October 26, 2013, Kitchener, Ontario
Posted by: Robert Deutschmann, Personal Injury Lawyer
Decision date: September 17, 2013
Arbitrator: John Wilson
RJ was injured in a motor vehicle accident in July 2007. She applied for SABs and at the 104 week mark the question arose whether she was in fact catastrophically injured. She brought a motion pursuant to the Dispute Resolution Practice Code for interim benefits (cost of catastrophic assessment rebuttal report, arrears IRBs and ongoing payment, and special award) to be paid pending the resolution of her dispute with Dominion Insurance. RJ also claims interest on money owed and expenses on this motion.
The issue in question on this motion is whether RJ is entitled to the above benefits pursuant to the Insurance Act.
There exists a range of opinion amongst arbitrators on the grounds of granting IRBs in the arbitration process. Interim orders are discretionary, and in recent decisions emphasis has been made on a ‘whole case’ or ‘holistic’ approach to the award (Nguyen and State Farm, Gill v. Zurich and Edgar v. Wellington). Emphasis is also placed on fairness to those injured, and protection of the consumer.
RJ operated a restaurant franchise prior to her accident. She was driving her son home one night and accelerated at a stop sign rather than braked. As a result she hit a concrete wall of a garage and claims she was left with serious disabling psychological problems including pain, mood change, serious depression and substance abuse. She eventually lost her business, went bankrupt and ended up in a substance abuse programme. She attempted suicide three times, and became known to the CAS and police. Her family is of the opinion that she must be constantly supervised to avoid relapse.
Dominion stopped payment of benefits at the two year mark when the non-catastrophic housekeeping and attendant care benefits cease. She was required to prove her inability to perform any employment to which she may have been suitable to continue with IRBs. RJ requested designation as catastrophically impaired and was assessed twice by the same doctors; once on her behalf and once on behalf of the Insurer.
Dispute ensued over the psychiatric evaluation which deemed her wholly recovered from depression and substance abuse. This evaluation was in complete disagreement with the evaluations of her long term psychiatrist who in the opinion of the Arbitrator was better placed to evaluate her situation.
RJ sought rebuttal reports in order to make her claim for catastrophic benefits. Currently, the Schedule has removed the right for compensation of rebuttal reports on the basis they were abused by both assessors and injured parties to reap unjust benefits. In this case however, the Arbitrator ruled that a rebuttal report was not only reasonable but that it would facilitate the claims process and that if there is a basis to fund the report it should be paid for.

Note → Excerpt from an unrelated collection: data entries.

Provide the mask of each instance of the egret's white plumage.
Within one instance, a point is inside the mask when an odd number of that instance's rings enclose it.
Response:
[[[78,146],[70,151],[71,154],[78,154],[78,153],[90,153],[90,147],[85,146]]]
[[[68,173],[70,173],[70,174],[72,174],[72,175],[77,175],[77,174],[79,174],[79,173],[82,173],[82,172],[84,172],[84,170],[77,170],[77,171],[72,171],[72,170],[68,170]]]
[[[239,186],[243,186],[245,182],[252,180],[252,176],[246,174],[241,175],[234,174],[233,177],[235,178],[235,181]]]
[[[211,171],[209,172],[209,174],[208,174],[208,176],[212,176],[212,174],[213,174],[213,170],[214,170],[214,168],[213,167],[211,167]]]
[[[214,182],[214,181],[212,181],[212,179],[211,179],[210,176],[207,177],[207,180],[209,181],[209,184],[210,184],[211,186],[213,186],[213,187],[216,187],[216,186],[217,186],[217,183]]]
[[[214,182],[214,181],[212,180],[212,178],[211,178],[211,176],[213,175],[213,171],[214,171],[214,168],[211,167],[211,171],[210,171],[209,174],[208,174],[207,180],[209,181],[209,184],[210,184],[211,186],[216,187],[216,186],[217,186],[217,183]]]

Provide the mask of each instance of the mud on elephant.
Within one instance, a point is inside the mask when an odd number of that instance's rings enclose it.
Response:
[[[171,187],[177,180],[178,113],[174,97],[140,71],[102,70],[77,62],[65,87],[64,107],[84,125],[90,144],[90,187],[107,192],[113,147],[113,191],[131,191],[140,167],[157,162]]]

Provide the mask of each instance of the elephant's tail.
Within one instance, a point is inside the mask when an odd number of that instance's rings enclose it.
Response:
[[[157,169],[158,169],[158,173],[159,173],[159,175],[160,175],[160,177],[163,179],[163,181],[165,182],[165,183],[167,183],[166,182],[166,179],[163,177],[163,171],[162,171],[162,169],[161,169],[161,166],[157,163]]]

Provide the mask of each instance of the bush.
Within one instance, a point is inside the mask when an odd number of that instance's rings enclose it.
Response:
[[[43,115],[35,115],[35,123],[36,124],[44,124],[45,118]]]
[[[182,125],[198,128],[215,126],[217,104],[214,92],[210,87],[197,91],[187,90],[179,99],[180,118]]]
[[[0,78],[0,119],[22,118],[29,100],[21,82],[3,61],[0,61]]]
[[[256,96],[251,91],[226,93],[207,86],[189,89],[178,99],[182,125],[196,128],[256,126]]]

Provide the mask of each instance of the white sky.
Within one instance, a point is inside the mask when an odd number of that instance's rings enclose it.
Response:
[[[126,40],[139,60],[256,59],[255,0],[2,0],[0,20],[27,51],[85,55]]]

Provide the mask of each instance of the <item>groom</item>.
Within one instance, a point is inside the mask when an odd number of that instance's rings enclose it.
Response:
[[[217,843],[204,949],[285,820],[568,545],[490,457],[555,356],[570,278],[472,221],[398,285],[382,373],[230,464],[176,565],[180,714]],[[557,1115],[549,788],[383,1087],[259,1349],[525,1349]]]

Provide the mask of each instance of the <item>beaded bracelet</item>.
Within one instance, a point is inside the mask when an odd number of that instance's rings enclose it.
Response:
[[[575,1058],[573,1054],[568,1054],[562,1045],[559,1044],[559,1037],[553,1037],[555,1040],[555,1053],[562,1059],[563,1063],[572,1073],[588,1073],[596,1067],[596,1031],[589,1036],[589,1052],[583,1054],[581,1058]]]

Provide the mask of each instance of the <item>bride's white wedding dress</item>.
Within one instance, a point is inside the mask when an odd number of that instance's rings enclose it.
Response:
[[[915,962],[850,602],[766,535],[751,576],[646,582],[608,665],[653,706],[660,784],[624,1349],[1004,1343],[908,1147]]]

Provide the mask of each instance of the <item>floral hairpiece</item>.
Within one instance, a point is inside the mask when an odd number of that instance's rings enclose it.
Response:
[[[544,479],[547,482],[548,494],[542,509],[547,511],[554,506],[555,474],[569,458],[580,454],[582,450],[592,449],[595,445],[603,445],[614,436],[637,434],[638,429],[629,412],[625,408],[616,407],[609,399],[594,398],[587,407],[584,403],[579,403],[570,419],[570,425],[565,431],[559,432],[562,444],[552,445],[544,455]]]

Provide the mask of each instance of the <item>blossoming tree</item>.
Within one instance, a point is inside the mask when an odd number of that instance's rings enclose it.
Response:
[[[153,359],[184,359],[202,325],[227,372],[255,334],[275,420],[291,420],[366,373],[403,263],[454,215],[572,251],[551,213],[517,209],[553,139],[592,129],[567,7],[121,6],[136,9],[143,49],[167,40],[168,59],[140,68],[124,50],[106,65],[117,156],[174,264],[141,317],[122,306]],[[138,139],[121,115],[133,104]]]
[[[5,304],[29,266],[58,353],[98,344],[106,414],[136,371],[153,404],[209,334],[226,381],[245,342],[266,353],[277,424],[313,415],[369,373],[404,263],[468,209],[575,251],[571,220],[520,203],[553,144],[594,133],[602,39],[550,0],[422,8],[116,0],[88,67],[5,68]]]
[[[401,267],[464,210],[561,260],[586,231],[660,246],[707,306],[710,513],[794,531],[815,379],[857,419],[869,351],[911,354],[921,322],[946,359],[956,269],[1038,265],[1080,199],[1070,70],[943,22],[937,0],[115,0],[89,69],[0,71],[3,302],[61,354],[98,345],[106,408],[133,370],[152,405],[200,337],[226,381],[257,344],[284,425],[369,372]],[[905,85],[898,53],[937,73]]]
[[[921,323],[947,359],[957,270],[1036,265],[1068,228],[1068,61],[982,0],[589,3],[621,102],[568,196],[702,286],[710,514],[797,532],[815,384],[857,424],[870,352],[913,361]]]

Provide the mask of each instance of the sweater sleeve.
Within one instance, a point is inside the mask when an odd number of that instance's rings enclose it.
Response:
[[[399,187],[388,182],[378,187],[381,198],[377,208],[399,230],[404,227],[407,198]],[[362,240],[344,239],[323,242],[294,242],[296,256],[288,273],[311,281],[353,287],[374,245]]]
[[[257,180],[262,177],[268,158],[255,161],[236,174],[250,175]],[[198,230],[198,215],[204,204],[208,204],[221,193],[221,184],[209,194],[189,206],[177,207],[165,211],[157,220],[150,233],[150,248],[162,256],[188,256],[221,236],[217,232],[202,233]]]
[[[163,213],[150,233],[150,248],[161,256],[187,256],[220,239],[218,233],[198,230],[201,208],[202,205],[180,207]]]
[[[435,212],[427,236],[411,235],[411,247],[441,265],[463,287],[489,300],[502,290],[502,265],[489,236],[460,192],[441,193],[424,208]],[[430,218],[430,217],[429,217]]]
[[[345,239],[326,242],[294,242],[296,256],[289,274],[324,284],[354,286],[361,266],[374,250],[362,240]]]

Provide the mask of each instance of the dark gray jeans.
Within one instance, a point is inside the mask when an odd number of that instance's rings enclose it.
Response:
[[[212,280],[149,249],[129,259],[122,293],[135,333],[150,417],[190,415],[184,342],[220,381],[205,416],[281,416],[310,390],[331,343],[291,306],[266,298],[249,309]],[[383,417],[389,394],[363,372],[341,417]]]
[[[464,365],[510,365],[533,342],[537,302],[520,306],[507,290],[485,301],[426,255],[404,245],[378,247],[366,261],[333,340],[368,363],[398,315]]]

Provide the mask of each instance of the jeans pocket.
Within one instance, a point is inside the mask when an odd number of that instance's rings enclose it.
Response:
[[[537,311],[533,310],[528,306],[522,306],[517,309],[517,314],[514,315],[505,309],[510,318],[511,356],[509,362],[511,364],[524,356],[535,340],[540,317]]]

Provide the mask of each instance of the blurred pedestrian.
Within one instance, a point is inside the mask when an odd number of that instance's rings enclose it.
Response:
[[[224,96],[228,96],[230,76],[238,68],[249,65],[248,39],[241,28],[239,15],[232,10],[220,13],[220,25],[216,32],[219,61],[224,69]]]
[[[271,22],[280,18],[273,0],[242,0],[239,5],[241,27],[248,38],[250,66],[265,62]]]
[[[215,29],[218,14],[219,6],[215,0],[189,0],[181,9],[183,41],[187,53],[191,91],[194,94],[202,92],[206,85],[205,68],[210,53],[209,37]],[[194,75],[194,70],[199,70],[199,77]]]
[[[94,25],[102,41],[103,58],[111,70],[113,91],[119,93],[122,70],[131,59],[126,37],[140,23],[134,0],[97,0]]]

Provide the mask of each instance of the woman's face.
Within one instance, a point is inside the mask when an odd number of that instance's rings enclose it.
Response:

The quandary lay in the fact the Regulation 403/96 reads “the benefits set out in this Regulation shall be provided under every contract evidenced by a motor vehicle liability policy in respect of accidents that occur on or after November 1, 1996 and September 1, 2010.” The accident in question took place on July 23, 2007. RJ’s claim for Rebuttal Reports was brought forward on April 19, 2011.
Arbitrator Wilson stated “the dichotomy between procedural and substantive can give rise to long debates, it is important to note that the payment of an indemnity is at the heart of any insurance contract. The provision authorizing the payment of rebuttal reports is one that provides an indemnity to an insured for an expense incurred in obtaining benefits.”
A review of previous decisions concluded that an ambiguity exists between the New Regulation and the Old Regulation. Delegate Blackman concluded “There is ambiguity and conflict in the transitional provisions in the Old Regulation and the New Regulation” and that “the Respondent, certainly as of August 13, 2010, had tangible concrete, vested and materialized rights to interest” which was a “crystallized private contractual right.”
RJs right to be compensated for a rebuttal report is a substantive contractual right. The New Regulation does not forbid the use of rebuttal reports; rather it limits compensation to the insured for the preparation of such reports.
Arbitrator Wilson found that an arbitrator will be more likely than not to accept Ms. J.’s argument that the contractual right to indemnity subsisted in cases like hers where a claim crystallized prior to the SABS reforms of 2010. Given this analysis and the fact that there were serious short comings in the initial psychiatric evaluation which underpinned Dominion’s determination of the catastrophic issue Arbitrator Wilson found this an appropriate situation for interim benefits to be awarded to fund disbursements for rebuttal report(s).